Cimi (Indigenist Missionary Council), a body linked to the CNBB (National Conference of Bishops of Brazil), released a note this Wednesday (26) to officially take a stand against the reelection of President Jair Bolsonaro (PL).
“Preventing the reelection of the current president is a historic task for those who defend democracy and diversity”, says the council.
Without mentioning the name of Luiz Inácio Lula da Silva, PT candidate for the Presidency of the Republic, Cimi affirms that it is on the side of “people who fight for the construction of an alternative to the present government and for the defense of a more just, egalitarian and plural, based on the constitutional pact established in 1988”.
Among the justifications, the organization claims that indigenous peoples are experiencing an unprecedented context of attacks against their constitutional rights, their territories and their very existence.
“Since the 2018 presidential campaign, when he promised not to demarcate an inch of land to native peoples, the current president has made an anti-indigenous stance one of his hallmarks,” the note reads.
Cimi cites the presentation of bills and the edition of measures that try to make the recognition of indigenous territories unfeasible and hand over demarcated lands to companies, landowners and invaders.
It also points to the dismantling of mechanisms for territorial protection, environmental inspection and assistance to indigenous communities.
“The distortion to which Funai (National Indian Foundation) was subjected shows the true kidnapping of the Brazilian State and its institutions, which began to be attacked and corroded from within”, says the manifesto.
The report Violence Against Indigenous Peoples in Brazil, released by Cimi in August, shows that Brazil recorded 305 cases of invasion, illegal exploitation and damage to 226 indigenous lands in 22 states in 2021, a record.
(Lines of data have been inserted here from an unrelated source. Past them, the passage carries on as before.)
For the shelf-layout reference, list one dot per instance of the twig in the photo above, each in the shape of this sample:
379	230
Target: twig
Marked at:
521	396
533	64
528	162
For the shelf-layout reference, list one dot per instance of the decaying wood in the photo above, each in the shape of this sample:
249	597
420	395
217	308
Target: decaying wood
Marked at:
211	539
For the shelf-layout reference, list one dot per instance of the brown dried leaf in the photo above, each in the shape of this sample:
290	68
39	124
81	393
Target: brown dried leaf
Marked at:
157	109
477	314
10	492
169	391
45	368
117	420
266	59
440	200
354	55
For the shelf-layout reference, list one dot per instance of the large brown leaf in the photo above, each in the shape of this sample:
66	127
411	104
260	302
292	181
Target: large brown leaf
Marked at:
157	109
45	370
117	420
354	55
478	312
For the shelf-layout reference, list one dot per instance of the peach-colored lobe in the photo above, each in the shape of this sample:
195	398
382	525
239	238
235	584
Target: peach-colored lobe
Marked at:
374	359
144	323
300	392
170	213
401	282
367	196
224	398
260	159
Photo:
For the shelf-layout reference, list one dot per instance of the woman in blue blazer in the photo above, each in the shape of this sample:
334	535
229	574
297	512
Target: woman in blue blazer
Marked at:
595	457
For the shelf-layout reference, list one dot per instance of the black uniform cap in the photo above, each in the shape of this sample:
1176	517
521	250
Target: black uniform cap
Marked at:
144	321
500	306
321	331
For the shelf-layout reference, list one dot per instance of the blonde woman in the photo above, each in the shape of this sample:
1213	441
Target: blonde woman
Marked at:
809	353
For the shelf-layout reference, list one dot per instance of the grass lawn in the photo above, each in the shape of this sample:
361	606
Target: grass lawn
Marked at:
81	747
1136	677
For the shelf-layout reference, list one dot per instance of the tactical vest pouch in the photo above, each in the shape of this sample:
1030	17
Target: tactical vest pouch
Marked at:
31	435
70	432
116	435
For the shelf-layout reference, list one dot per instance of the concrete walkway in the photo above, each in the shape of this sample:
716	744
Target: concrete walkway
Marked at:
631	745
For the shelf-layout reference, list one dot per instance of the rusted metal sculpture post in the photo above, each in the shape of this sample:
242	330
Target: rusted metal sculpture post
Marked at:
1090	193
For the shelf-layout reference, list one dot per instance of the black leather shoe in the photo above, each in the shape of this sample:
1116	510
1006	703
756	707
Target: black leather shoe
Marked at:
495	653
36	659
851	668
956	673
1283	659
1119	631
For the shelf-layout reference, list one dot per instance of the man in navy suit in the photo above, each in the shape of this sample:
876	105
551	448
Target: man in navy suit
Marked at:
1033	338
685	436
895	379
The total represents an increase of 180% compared to 2018 numbers, the last one before the beginning of Bolsonaro’s administration.
For the council, instead of acting as a mediator and defender of public goods, the president used all the instruments at his disposal to hand over the heritage of indigenous peoples to private interest groups.
Cimi claims that court decisions, civil society reactions and indigenous resistance prevented Bolsonaro from being fully successful in this project.
The willingness to coup and admiration for authoritarian regimes are also cited as motivation for the note against reelection.